I’ve said this before and it is no less true now: I am frightened. To follow my heart is to step into the unknown, but the known is a path to destruction. It is a clear path and a simple one to follow, but it goes straight into oblivion. Those who follow their hearts sometimes arrive in a place of fame and success. History looks at where they are and traces the steps they took to arrive there. Sometimes those steps become absorbed into the Narrative as another acceptable path to take. People will then encourage others to attempt to reproduce that journey in the hopes that similar success will be achieved. But we know better, right? Freedom of the heart comes because we choose our own path regardless of what company it brings.

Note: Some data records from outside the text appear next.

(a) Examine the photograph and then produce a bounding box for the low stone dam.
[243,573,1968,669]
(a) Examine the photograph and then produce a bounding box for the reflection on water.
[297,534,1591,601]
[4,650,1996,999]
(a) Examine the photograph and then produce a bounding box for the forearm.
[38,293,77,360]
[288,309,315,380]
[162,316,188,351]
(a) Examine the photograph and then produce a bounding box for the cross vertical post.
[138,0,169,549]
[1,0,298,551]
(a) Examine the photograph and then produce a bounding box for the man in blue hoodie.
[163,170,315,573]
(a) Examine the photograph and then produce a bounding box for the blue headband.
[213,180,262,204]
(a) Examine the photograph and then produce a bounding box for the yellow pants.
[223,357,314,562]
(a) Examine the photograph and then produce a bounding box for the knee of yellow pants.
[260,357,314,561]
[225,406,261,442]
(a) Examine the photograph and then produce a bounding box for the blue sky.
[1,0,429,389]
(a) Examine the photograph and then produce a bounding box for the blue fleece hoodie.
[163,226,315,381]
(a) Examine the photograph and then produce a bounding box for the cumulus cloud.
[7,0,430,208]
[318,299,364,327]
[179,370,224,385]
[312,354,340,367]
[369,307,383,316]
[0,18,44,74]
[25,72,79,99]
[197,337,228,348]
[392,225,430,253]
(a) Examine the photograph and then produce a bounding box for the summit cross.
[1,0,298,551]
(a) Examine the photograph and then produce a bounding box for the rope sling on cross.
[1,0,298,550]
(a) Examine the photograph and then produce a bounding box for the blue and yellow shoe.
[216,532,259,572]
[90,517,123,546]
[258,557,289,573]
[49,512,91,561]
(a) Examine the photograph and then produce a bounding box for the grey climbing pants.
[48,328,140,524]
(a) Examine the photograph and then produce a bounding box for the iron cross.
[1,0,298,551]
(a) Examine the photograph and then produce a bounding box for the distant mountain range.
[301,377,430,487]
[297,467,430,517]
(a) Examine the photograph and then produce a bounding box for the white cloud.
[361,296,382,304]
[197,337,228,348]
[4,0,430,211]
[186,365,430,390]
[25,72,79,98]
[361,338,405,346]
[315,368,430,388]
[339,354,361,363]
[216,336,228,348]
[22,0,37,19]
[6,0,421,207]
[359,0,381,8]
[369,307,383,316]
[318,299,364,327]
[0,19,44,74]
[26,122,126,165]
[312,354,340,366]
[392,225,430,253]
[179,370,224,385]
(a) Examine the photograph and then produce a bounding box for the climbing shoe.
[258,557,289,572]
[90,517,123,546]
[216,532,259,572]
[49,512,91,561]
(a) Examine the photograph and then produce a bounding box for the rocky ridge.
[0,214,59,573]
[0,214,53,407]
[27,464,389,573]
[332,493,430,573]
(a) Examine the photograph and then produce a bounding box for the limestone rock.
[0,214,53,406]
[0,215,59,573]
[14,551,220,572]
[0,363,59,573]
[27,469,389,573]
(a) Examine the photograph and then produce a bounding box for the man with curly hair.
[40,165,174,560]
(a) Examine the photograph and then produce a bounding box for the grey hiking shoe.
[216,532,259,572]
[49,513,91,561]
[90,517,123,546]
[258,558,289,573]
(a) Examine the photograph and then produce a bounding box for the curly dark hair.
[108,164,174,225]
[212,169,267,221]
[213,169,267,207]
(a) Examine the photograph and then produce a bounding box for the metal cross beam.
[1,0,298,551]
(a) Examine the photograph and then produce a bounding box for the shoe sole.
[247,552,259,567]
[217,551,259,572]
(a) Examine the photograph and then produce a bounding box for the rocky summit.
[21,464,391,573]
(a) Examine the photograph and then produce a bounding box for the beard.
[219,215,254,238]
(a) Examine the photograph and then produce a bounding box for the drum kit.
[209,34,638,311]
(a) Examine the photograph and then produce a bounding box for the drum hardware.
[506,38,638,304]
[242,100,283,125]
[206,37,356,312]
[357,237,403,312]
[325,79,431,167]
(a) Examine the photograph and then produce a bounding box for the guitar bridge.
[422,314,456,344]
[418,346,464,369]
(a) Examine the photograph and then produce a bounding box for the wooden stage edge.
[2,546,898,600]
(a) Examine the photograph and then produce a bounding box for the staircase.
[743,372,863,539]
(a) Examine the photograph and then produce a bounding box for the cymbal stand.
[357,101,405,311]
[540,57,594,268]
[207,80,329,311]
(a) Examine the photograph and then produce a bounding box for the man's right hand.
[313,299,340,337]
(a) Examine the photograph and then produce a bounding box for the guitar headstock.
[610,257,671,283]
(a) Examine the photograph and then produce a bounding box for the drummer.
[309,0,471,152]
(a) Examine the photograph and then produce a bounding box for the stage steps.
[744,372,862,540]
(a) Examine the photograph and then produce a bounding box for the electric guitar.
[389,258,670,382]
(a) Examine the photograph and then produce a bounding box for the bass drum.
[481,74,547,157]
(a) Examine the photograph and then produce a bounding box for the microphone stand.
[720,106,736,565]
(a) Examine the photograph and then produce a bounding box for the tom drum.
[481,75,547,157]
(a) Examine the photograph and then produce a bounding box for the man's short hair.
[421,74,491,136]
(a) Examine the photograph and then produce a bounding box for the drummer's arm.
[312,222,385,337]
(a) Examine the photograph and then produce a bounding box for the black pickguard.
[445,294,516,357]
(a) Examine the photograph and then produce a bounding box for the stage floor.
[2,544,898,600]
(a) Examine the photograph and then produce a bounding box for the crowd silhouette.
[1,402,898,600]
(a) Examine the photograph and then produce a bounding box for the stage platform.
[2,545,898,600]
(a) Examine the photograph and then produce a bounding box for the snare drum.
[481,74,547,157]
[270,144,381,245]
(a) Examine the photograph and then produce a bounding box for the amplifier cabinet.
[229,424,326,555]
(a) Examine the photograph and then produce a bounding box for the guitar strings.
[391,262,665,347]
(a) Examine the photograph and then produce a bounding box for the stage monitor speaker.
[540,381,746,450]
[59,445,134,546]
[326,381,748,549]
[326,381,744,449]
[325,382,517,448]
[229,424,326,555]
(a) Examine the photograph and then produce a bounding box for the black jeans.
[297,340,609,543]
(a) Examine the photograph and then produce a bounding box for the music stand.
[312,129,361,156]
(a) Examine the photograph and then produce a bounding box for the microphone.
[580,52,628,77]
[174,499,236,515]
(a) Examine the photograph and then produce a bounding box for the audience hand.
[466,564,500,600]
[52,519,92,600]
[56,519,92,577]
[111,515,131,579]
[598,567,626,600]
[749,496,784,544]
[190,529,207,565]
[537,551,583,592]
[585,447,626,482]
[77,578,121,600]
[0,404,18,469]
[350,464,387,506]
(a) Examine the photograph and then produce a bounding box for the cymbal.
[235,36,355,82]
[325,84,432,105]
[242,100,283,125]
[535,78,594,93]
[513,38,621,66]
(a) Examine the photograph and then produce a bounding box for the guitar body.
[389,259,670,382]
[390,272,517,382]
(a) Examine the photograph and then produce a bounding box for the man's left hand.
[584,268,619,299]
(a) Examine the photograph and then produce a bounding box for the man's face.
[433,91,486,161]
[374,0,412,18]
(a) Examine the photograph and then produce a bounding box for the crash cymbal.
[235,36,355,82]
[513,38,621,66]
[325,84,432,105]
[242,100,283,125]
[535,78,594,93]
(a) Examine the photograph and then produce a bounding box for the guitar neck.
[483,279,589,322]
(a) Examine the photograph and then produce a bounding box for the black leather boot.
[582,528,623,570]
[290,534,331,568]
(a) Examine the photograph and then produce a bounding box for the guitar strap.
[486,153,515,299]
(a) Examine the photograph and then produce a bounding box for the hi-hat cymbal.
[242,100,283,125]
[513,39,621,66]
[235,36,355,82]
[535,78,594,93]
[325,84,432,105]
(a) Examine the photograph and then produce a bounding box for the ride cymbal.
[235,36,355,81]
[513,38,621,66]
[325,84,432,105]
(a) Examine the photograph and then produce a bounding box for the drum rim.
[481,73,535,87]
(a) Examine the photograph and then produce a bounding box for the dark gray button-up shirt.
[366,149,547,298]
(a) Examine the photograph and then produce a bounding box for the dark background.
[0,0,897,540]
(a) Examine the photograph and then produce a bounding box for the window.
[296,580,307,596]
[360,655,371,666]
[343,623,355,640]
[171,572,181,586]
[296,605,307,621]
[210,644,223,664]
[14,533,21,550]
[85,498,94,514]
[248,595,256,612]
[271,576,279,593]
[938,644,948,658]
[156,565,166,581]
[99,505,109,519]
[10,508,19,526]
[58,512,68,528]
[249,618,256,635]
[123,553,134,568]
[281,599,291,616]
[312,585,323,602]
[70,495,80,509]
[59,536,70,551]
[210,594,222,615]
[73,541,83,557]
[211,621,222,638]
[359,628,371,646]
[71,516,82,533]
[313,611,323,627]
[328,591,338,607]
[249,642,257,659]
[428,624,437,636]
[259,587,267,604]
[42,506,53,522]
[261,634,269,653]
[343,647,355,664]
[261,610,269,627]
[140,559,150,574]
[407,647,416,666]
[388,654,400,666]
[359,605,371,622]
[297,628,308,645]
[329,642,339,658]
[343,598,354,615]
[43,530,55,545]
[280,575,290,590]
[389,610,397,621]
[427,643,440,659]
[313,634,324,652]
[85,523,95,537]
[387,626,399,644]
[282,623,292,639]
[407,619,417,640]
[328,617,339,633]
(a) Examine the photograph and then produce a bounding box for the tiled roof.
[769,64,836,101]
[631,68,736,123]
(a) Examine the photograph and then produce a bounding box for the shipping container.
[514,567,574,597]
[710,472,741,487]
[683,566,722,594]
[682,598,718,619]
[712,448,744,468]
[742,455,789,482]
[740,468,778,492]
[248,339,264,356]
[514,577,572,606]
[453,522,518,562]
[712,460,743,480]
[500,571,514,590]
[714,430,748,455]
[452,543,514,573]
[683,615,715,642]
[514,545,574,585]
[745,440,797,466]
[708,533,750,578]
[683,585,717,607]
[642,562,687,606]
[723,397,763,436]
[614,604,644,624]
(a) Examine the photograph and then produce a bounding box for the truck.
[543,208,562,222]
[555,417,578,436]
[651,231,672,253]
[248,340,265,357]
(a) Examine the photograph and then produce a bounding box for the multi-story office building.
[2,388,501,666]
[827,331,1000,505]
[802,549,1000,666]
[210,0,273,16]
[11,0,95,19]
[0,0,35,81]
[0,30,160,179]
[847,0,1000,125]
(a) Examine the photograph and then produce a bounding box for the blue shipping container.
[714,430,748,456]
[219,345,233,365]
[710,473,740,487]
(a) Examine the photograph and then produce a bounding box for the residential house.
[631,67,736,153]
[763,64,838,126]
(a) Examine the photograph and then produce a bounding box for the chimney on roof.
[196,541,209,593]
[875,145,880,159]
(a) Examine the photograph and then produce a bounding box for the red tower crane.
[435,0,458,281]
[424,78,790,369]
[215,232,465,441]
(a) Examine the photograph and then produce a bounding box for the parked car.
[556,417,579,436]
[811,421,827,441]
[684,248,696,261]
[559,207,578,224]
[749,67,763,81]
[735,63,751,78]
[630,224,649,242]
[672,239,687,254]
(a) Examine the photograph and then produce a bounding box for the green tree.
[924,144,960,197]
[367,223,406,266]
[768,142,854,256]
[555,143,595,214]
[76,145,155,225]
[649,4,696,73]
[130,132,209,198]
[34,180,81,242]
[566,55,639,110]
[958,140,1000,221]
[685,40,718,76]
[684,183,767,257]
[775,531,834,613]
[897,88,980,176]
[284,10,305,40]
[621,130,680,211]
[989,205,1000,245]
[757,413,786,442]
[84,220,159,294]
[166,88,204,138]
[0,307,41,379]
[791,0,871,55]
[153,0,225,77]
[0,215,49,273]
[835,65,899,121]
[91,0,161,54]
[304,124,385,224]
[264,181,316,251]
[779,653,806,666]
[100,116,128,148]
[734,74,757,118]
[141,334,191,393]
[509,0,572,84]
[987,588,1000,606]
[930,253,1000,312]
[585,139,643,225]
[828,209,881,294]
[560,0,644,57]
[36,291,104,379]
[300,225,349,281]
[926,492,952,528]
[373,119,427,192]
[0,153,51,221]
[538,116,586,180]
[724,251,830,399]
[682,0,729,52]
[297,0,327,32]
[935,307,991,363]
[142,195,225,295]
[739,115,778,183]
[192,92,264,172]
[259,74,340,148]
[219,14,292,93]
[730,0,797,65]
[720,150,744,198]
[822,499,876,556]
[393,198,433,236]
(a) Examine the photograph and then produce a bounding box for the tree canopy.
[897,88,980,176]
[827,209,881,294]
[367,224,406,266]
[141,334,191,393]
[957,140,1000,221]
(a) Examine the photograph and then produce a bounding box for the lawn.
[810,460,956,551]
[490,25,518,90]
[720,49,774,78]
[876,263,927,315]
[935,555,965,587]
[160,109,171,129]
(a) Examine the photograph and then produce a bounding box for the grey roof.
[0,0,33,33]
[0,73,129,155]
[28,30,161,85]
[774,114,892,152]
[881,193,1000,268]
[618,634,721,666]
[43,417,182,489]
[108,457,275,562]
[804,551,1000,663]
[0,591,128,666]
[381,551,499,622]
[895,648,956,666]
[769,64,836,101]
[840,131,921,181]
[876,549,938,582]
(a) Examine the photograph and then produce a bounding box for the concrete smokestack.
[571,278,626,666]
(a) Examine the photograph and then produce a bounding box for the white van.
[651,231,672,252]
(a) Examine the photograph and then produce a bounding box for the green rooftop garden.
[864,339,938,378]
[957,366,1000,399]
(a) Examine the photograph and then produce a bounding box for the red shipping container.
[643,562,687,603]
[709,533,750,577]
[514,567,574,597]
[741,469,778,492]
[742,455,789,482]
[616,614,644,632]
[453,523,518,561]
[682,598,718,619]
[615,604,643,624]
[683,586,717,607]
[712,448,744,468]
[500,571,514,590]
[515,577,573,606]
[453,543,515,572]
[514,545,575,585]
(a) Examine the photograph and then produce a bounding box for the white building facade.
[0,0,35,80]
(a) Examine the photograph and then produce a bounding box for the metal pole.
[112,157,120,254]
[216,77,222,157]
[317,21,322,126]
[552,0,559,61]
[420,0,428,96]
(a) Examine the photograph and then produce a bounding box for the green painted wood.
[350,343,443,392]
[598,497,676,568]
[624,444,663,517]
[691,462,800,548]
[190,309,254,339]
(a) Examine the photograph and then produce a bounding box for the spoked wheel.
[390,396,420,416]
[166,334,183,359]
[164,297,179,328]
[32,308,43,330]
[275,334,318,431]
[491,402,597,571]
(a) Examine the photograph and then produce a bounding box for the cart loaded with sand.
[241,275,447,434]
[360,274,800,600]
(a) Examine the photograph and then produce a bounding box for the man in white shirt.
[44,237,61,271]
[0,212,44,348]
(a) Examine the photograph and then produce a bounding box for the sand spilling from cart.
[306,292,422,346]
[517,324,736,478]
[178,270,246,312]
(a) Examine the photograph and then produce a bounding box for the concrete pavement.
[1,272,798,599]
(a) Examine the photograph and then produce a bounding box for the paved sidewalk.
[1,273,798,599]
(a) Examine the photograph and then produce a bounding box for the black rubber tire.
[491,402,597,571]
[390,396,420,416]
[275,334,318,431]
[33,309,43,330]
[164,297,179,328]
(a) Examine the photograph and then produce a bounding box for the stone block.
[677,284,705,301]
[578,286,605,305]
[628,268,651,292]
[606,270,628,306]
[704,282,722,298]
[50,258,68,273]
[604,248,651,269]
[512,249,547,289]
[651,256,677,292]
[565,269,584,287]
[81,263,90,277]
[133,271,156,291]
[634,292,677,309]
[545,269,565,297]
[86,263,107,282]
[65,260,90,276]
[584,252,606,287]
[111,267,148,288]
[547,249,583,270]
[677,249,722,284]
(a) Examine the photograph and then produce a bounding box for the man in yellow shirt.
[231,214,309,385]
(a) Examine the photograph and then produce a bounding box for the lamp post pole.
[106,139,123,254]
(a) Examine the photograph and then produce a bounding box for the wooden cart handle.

I talk about following my calling and about saving the world and about loneliness. I can’t explain to you why but I know that these three are one and the same. My heart aches for company, but the Narrative tells me I have no company and that other than my One True Love, all other human affection is an illusion created by the forces of evolution over millenia in order to for us to better compete against each other. I see the destruction that the global economy wreaks on the oceans, the forests, and the humans that depend on them for life, but the Narrative tells me that this is inevitable and even acceptable because if it really mattered someone could make a profit from fixing it. Yet somehow, some part of me knows that if I follow my calling I will feel a communion with the world around me and I will have love and that, somehow, love is really all we need.